Estonia, the birthplace of Skype, has in recent years enjoyed a well-earned reputation as a startup hotspot — a mini Silicon Valley in the Baltics.
But now it’s being recognized as the most entrepreneurial country in Europe — at least according to a recent World Economic Forum (WEF) report that includes analysis of “intrapreneurs” who formulate and implement new ideas within organizations.
Indeed, Estonia has become a place for developing, testing and bringing to market innovative digital solutions with the information and communication technology (ICT) sector now constituting some 20% of total exports.
So how did Estonia realize success? What did the government do to foster ICT entrepreneurship?
“Leading politicians in Estonia have continuously held supportive views of innovation and technology that have led Estonia to develop state of the art e-governance systems for already over 20 years leading to a state-of-the art e-society,” said Veikko Montonen the Second Secretary of the Permanent Mission of Estonia in Geneva.
“For example, [Estonia was] the first country to provide ‘state as a service’ to people around the world with e-residency. Estonia’s leaders at the highest levels recognise the potential of ICTs and the start-up scene and are supportive to the community’s aspirations as well as back its activities.”
Given that micro, small and medium enterprises (MSMEs) make up more than 95% of all businesses worldwide and two thirds of all formal jobs, understanding how Estonia demonstrated success in building a thriving startup ecosystem is worth understanding better.
Digital Estonia, or e-Estonia, can provide some insights.

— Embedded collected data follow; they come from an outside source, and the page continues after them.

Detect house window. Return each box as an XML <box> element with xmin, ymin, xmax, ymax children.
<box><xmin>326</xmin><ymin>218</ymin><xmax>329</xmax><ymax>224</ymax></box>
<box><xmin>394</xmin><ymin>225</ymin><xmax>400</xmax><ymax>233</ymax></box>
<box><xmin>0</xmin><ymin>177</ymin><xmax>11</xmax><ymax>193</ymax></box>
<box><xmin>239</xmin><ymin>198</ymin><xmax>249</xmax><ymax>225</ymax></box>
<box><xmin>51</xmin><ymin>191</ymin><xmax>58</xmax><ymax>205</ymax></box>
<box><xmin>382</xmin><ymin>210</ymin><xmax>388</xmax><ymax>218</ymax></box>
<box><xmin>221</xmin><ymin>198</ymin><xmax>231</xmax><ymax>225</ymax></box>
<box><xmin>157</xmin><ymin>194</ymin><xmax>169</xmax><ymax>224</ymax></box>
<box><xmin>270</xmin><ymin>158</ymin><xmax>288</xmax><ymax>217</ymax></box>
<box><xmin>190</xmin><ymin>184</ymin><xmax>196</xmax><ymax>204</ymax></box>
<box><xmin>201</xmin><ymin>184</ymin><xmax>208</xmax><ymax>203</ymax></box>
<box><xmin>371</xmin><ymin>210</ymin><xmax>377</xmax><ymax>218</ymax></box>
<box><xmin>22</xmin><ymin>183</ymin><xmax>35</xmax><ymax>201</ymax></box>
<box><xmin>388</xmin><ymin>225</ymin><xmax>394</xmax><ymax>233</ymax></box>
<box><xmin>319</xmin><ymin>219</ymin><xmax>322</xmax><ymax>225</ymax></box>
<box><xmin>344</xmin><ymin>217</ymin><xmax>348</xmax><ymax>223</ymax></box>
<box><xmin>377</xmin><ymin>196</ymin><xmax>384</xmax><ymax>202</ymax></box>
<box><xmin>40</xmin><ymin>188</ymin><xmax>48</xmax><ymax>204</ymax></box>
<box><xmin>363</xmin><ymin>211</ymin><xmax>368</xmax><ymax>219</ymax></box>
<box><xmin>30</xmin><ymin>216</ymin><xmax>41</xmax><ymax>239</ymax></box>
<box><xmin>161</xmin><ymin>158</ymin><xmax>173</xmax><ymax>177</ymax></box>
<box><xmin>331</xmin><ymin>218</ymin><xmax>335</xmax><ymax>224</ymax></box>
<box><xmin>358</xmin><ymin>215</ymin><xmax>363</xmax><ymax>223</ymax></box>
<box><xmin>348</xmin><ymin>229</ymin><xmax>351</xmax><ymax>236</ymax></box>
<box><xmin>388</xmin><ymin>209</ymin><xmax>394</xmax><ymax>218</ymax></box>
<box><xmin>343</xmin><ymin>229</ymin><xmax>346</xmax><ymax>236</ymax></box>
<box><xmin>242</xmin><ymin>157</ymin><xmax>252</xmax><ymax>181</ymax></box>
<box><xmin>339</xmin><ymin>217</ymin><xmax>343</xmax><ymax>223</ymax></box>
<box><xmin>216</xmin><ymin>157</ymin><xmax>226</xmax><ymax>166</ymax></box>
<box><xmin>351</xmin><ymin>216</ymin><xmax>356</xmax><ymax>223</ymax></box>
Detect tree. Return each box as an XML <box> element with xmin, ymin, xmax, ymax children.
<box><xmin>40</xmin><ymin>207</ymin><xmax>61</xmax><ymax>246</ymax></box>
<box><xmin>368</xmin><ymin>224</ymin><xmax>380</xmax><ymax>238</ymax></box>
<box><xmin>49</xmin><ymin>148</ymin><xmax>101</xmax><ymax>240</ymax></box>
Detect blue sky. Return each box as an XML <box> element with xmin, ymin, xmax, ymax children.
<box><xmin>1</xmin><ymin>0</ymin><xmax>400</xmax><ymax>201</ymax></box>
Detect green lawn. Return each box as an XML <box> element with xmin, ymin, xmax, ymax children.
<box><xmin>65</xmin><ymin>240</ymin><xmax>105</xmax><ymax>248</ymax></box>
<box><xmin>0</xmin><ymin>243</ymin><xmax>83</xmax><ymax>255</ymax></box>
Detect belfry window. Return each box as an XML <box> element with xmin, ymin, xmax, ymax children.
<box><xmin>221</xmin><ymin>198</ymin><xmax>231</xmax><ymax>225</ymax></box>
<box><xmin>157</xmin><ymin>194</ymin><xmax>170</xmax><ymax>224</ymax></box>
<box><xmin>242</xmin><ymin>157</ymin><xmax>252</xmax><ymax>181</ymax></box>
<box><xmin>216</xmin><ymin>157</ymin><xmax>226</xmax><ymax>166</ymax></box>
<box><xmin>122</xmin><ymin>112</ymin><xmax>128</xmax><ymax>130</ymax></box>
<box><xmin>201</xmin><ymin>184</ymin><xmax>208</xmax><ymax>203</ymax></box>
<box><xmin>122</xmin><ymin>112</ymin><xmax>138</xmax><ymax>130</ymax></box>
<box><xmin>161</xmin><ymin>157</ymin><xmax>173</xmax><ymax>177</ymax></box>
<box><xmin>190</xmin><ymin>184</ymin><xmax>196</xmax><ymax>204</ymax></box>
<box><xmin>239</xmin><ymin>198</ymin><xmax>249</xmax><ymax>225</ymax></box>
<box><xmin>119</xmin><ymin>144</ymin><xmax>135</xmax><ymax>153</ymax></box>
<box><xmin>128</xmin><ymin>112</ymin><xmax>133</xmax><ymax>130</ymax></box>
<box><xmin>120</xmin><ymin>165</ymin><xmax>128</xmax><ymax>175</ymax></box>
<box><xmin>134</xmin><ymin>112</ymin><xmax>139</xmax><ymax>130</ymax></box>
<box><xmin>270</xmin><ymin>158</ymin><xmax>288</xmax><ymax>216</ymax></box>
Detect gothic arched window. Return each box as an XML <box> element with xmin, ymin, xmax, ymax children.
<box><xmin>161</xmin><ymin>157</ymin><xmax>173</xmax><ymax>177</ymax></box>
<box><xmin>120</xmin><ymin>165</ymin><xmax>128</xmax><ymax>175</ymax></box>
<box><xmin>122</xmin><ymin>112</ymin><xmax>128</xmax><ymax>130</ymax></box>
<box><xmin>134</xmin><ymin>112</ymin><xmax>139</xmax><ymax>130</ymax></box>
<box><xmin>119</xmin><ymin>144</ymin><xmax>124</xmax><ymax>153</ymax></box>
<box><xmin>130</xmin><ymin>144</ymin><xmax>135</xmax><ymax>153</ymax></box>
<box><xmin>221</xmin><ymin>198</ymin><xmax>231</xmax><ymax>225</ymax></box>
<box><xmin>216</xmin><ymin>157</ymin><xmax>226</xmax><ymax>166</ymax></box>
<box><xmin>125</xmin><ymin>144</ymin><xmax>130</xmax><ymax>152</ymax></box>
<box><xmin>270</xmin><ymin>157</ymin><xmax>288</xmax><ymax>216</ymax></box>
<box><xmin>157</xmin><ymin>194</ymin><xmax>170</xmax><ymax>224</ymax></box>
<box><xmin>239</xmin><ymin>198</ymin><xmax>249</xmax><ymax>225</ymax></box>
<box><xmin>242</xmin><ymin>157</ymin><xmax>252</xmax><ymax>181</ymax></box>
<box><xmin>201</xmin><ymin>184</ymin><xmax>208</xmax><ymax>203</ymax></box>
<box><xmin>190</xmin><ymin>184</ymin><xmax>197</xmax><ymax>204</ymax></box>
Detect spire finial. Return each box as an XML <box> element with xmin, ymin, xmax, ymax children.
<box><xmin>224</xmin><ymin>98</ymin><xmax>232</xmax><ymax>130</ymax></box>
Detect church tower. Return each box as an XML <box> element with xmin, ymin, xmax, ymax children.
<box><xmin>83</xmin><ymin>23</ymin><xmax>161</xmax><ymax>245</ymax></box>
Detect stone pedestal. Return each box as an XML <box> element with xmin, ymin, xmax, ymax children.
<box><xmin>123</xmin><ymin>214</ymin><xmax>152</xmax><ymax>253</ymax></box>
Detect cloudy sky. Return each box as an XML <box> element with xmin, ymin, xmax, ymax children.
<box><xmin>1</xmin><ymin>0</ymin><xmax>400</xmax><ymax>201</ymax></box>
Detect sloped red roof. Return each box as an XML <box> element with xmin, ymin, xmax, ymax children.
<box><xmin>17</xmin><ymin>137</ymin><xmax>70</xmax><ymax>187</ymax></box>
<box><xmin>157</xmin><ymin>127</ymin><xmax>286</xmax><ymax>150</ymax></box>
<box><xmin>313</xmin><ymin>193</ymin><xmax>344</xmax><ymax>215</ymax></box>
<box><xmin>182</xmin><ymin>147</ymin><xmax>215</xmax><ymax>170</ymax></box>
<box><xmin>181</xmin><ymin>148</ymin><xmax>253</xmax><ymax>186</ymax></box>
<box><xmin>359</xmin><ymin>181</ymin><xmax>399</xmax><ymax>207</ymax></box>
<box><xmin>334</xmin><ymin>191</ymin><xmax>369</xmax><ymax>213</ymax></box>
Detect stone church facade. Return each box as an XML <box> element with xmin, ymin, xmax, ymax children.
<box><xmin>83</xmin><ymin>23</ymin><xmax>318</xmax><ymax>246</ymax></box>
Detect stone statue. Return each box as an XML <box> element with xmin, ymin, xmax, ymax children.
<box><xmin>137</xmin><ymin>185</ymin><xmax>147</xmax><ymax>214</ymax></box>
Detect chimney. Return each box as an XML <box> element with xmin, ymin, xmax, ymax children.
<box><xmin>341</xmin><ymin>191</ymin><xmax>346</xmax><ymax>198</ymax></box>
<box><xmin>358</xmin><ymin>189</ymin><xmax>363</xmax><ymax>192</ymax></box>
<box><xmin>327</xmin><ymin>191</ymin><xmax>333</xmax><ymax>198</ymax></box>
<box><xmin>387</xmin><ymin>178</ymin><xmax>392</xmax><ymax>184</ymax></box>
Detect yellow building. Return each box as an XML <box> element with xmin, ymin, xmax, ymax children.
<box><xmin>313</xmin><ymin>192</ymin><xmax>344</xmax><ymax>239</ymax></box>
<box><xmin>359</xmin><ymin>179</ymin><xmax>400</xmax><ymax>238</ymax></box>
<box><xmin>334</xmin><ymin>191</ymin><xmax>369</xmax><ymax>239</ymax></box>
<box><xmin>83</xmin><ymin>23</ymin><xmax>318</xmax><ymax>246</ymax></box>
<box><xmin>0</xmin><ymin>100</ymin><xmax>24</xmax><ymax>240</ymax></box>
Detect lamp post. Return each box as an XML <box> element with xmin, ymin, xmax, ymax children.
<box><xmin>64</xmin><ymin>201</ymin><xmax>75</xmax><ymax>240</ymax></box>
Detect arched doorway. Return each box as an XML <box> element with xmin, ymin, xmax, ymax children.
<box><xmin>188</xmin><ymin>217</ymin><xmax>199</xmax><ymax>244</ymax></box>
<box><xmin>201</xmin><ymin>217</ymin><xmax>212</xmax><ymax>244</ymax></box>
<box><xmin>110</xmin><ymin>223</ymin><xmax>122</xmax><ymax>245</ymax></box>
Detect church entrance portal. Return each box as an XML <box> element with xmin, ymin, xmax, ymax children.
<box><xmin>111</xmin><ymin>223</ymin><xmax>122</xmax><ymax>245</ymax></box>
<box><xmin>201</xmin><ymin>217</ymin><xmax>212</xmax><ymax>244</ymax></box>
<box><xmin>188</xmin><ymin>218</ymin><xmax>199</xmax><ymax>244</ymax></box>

The underlying infrastructure of Internet connectivity is a basic necessity for a culture of ICT entrepreneurship, and Estonia boasts a robust ICT infrastructure as the Internet is accessible nearly everywhere in the country. Fixed broadband coverage in Estonia is estimated at 93%.

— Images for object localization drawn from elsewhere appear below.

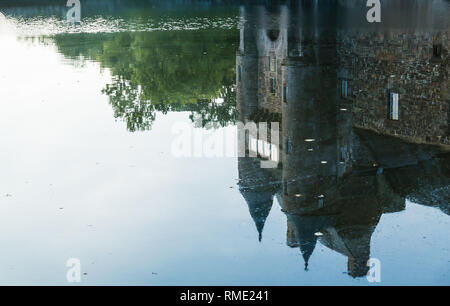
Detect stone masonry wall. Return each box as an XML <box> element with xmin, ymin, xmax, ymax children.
<box><xmin>338</xmin><ymin>31</ymin><xmax>450</xmax><ymax>146</ymax></box>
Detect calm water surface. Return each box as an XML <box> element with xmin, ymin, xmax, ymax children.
<box><xmin>0</xmin><ymin>1</ymin><xmax>449</xmax><ymax>285</ymax></box>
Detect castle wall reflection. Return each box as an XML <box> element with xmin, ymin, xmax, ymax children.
<box><xmin>236</xmin><ymin>2</ymin><xmax>449</xmax><ymax>278</ymax></box>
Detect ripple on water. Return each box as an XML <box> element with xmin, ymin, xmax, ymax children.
<box><xmin>3</xmin><ymin>15</ymin><xmax>239</xmax><ymax>37</ymax></box>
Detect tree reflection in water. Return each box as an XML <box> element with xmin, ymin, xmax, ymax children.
<box><xmin>52</xmin><ymin>29</ymin><xmax>238</xmax><ymax>131</ymax></box>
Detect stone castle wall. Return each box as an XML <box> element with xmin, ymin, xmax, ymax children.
<box><xmin>339</xmin><ymin>31</ymin><xmax>450</xmax><ymax>146</ymax></box>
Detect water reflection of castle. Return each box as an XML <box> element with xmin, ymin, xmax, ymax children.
<box><xmin>236</xmin><ymin>2</ymin><xmax>449</xmax><ymax>277</ymax></box>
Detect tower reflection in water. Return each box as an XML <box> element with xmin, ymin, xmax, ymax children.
<box><xmin>236</xmin><ymin>1</ymin><xmax>449</xmax><ymax>278</ymax></box>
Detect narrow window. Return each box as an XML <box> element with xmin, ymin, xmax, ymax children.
<box><xmin>245</xmin><ymin>129</ymin><xmax>249</xmax><ymax>147</ymax></box>
<box><xmin>341</xmin><ymin>79</ymin><xmax>349</xmax><ymax>98</ymax></box>
<box><xmin>246</xmin><ymin>130</ymin><xmax>252</xmax><ymax>153</ymax></box>
<box><xmin>283</xmin><ymin>181</ymin><xmax>288</xmax><ymax>196</ymax></box>
<box><xmin>270</xmin><ymin>78</ymin><xmax>276</xmax><ymax>93</ymax></box>
<box><xmin>238</xmin><ymin>65</ymin><xmax>242</xmax><ymax>82</ymax></box>
<box><xmin>286</xmin><ymin>139</ymin><xmax>292</xmax><ymax>154</ymax></box>
<box><xmin>283</xmin><ymin>86</ymin><xmax>288</xmax><ymax>103</ymax></box>
<box><xmin>270</xmin><ymin>56</ymin><xmax>276</xmax><ymax>72</ymax></box>
<box><xmin>433</xmin><ymin>44</ymin><xmax>442</xmax><ymax>57</ymax></box>
<box><xmin>389</xmin><ymin>92</ymin><xmax>399</xmax><ymax>120</ymax></box>
<box><xmin>318</xmin><ymin>198</ymin><xmax>324</xmax><ymax>209</ymax></box>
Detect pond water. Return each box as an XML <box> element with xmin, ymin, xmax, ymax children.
<box><xmin>0</xmin><ymin>0</ymin><xmax>449</xmax><ymax>285</ymax></box>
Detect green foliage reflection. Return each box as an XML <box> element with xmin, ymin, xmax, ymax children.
<box><xmin>53</xmin><ymin>29</ymin><xmax>238</xmax><ymax>131</ymax></box>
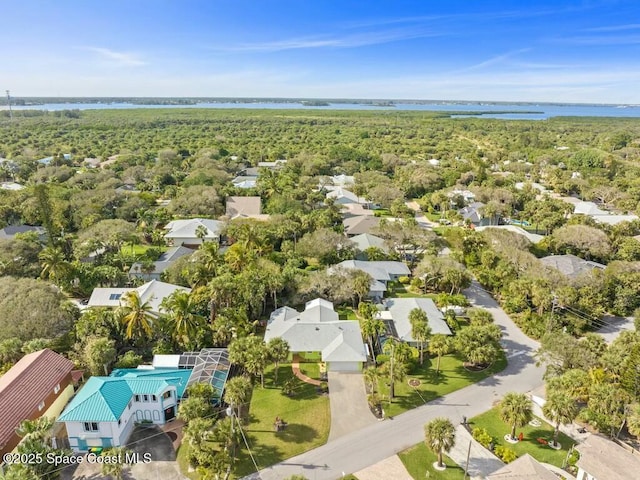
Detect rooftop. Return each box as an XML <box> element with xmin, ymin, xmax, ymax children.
<box><xmin>0</xmin><ymin>349</ymin><xmax>74</xmax><ymax>448</ymax></box>
<box><xmin>576</xmin><ymin>435</ymin><xmax>640</xmax><ymax>480</ymax></box>
<box><xmin>88</xmin><ymin>279</ymin><xmax>190</xmax><ymax>313</ymax></box>
<box><xmin>381</xmin><ymin>297</ymin><xmax>452</xmax><ymax>341</ymax></box>
<box><xmin>540</xmin><ymin>254</ymin><xmax>605</xmax><ymax>278</ymax></box>
<box><xmin>486</xmin><ymin>453</ymin><xmax>557</xmax><ymax>480</ymax></box>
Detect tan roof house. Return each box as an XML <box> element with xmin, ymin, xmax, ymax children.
<box><xmin>485</xmin><ymin>454</ymin><xmax>557</xmax><ymax>480</ymax></box>
<box><xmin>0</xmin><ymin>349</ymin><xmax>76</xmax><ymax>457</ymax></box>
<box><xmin>225</xmin><ymin>196</ymin><xmax>269</xmax><ymax>220</ymax></box>
<box><xmin>576</xmin><ymin>434</ymin><xmax>640</xmax><ymax>480</ymax></box>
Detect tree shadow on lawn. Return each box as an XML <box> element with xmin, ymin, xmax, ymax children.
<box><xmin>234</xmin><ymin>442</ymin><xmax>282</xmax><ymax>477</ymax></box>
<box><xmin>275</xmin><ymin>423</ymin><xmax>319</xmax><ymax>443</ymax></box>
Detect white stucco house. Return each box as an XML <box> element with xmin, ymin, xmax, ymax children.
<box><xmin>87</xmin><ymin>280</ymin><xmax>190</xmax><ymax>316</ymax></box>
<box><xmin>331</xmin><ymin>260</ymin><xmax>411</xmax><ymax>301</ymax></box>
<box><xmin>264</xmin><ymin>298</ymin><xmax>366</xmax><ymax>372</ymax></box>
<box><xmin>164</xmin><ymin>218</ymin><xmax>225</xmax><ymax>246</ymax></box>
<box><xmin>58</xmin><ymin>368</ymin><xmax>191</xmax><ymax>452</ymax></box>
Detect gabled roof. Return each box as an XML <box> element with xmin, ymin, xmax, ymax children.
<box><xmin>576</xmin><ymin>434</ymin><xmax>640</xmax><ymax>480</ymax></box>
<box><xmin>326</xmin><ymin>187</ymin><xmax>363</xmax><ymax>204</ymax></box>
<box><xmin>88</xmin><ymin>280</ymin><xmax>190</xmax><ymax>313</ymax></box>
<box><xmin>58</xmin><ymin>368</ymin><xmax>190</xmax><ymax>423</ymax></box>
<box><xmin>350</xmin><ymin>233</ymin><xmax>388</xmax><ymax>252</ymax></box>
<box><xmin>540</xmin><ymin>254</ymin><xmax>605</xmax><ymax>278</ymax></box>
<box><xmin>486</xmin><ymin>453</ymin><xmax>557</xmax><ymax>480</ymax></box>
<box><xmin>573</xmin><ymin>201</ymin><xmax>608</xmax><ymax>216</ymax></box>
<box><xmin>164</xmin><ymin>218</ymin><xmax>224</xmax><ymax>240</ymax></box>
<box><xmin>226</xmin><ymin>196</ymin><xmax>262</xmax><ymax>217</ymax></box>
<box><xmin>333</xmin><ymin>260</ymin><xmax>410</xmax><ymax>281</ymax></box>
<box><xmin>0</xmin><ymin>349</ymin><xmax>74</xmax><ymax>447</ymax></box>
<box><xmin>129</xmin><ymin>246</ymin><xmax>194</xmax><ymax>276</ymax></box>
<box><xmin>459</xmin><ymin>202</ymin><xmax>485</xmax><ymax>223</ymax></box>
<box><xmin>382</xmin><ymin>297</ymin><xmax>452</xmax><ymax>341</ymax></box>
<box><xmin>264</xmin><ymin>299</ymin><xmax>366</xmax><ymax>363</ymax></box>
<box><xmin>343</xmin><ymin>215</ymin><xmax>381</xmax><ymax>235</ymax></box>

As Mr Montonen told ITU News, the country also embraces the political will and e-services necessary for a thriving start-up culture.
In November 2013, the Estonian government developed the Digital Agenda 2020 for Estonia, which aims to create an environment that facilitates the use of ICT in the development of Estonia. Four goals were set to support the development of Estonia’s information society, which included: ICT infrastructure that supports economic growth; larger number of jobs with higher added value and improved international competitiveness; smarter governance; and enhanced awareness of Estonia as an e-state over the world.

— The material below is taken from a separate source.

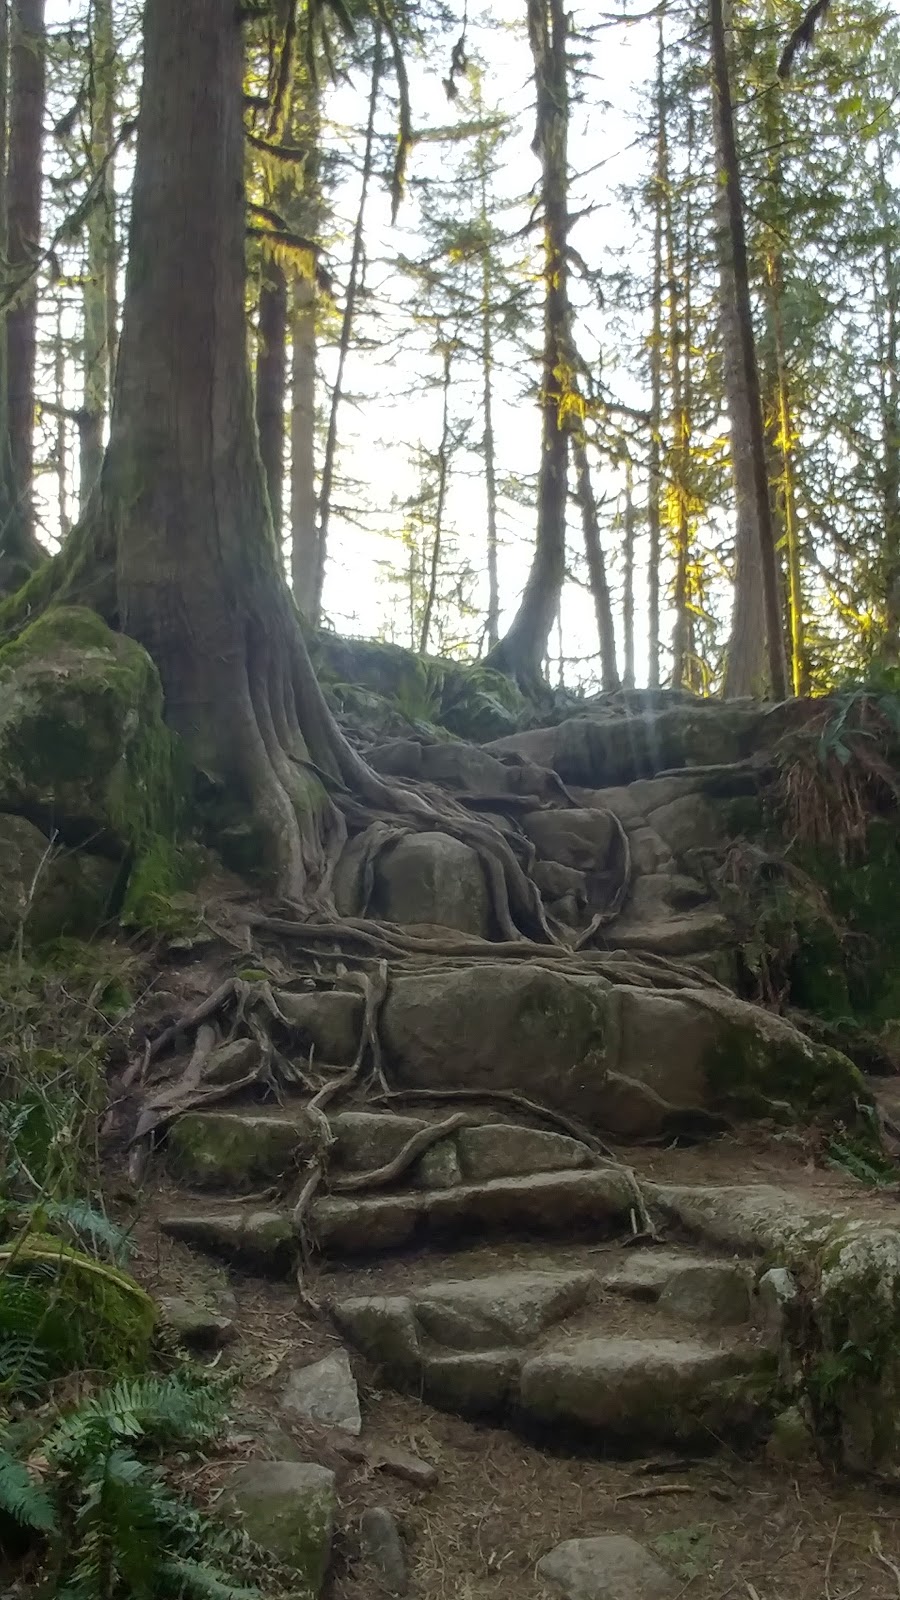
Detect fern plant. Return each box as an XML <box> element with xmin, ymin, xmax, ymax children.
<box><xmin>1</xmin><ymin>1372</ymin><xmax>261</xmax><ymax>1600</ymax></box>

Additionally, Estonia launched the Estonian Entrepreneurship Growth Strategy 2014–2020 focusing on three areas: increasing productivity, stimulating entrepreneurship and encouraging innovation.
The government has also developed a dedicated website, Startupestonia.ee, to support start-ups and simplify the registration process for new businesses.
Given that it takes “just five minutes” to register a firm in Estonia, the ease of incorporation really helps to facilitate the start-up scene.
Estonia is also taking part in Stimulating Intrapreneurship, an EU partnership which is exploring how organizations can stimulate employees to be more ‘intrapreneurial,’ a term that refers to individuals who innovate within established companies and organizations.
Intrapreneurship is a relatively recent concept that describes employees of a company that have many of the attributes of entrepreneurs, including those that take risks in an effort to solve a given problem. “What Europe lacks in early-stage entrepreneurship, it makes up for in intrapreneurship,” says the recent WEF report.
Entrepreneurial activity that happens within firms, also known as entrepreneurial employee activity (EEA) or, more commonly, intrapreneurship is a quickly becoming a trend in Europe.
Countries are heavily investing in entrepreneurship for continued economic growth and to boost competitiveness in the global market, MSMEs along with a new focus on intrapreneurship will be key factors for growth in the European region.